/cdh-python-cloudera-parcel

Scripts for creating a Cloudera parcel with python 2 & 3

Primary LanguagePythonOtherNOASSERTION

Python Parcel

This repository gives an example on how to create a parcel for consistent distribution of Python 2 and 3 on a cluster via Cloudera Manager. It is an adaptation of Aki Ariga's Cloudera Parcel for R.

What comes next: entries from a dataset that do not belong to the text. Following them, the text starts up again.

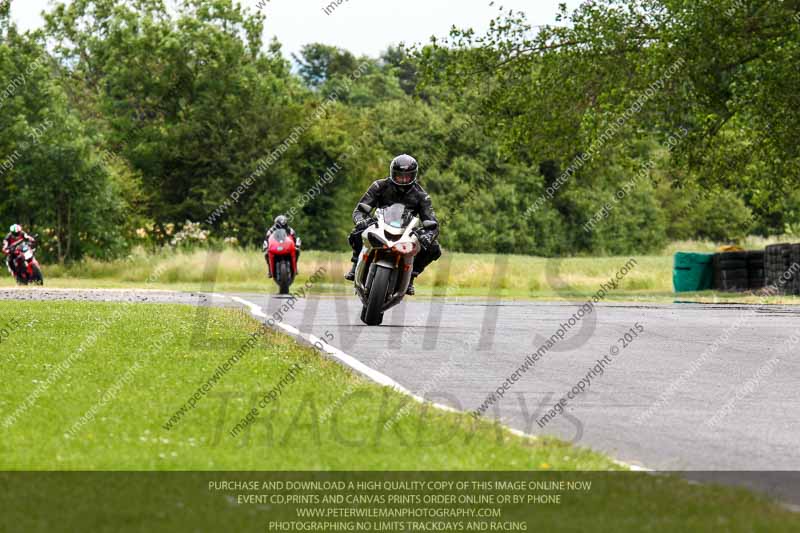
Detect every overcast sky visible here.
[11,0,580,56]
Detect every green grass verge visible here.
[0,302,800,531]
[0,243,800,304]
[0,302,615,470]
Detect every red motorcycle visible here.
[9,241,44,285]
[265,229,297,294]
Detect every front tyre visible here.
[361,266,392,326]
[31,265,44,285]
[276,261,292,294]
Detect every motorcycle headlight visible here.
[367,233,386,248]
[392,241,415,255]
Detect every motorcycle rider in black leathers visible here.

It provides the following:

  • Automatic detection of python versions shipped with the CDSW engines.
    • Alternatively, you can supply the versions you'd like by setting PYTHON2_VERSION and PYTHON3_VERSION environment variables.
  • Packages both python 2 & 3 into a single parcel as conda environments.
  • Sets up python 2 as the default version for pyspark across the cluster when activating the parcel.
  • Provides the ability to run pyspark on python 3 by pointing PYSPARK_PYTHON and PYSPARK_DRIVER_PYTHON to the python 3 environment instead.

Prerequisites

  • Docker

Building the Parcels

$ ./build.sh [parcel_name-parcel_version]

Example:

$ ./build.sh CDH_PYTHON-0.0.1.p0

The parcels and manifest will be created in the ./target directory.

Customizing Python Packages

Packages can be customized by editing source/packages/python2.txt and source/packages/python3.txt. By default, they include the packages part of the Anaconda distribution.

Serving the Parcels

Serve the files via any web server. For example:

$ cd ./target
$ python -m SimpleHTTPServer 8000

Installing the Parcels

Add the url of your web server to the Remote Parcel Repository URLs in Cloudera Manager. Then download, distribute and activate the CDH_PYTHON parcel.

Using with PySpark

Python 2

This is the default python environment when the parcel is activated.

Python 3

export PYSPARK_PYTHON=/opt/cloudera/parcels/CDH_PYTHON/envs/python3/bin/python
export PYSPARK_DRIVER_PYTHON=/opt/cloudera/parcels/CDH_PYTHON/envs/python3/bin/python

Or set these up as environment variables in you CDSW project.

Notes / Known Limitations

  • Parcels are built assuming Cloudera Manager's default parcel directory /opt/cloudera/parcels. Change this at build time if your parcel directory is different. This is because Anaconda/Miniconda requires a prefix at install time and is not easily portable once installed as paths are hardcoded across many files.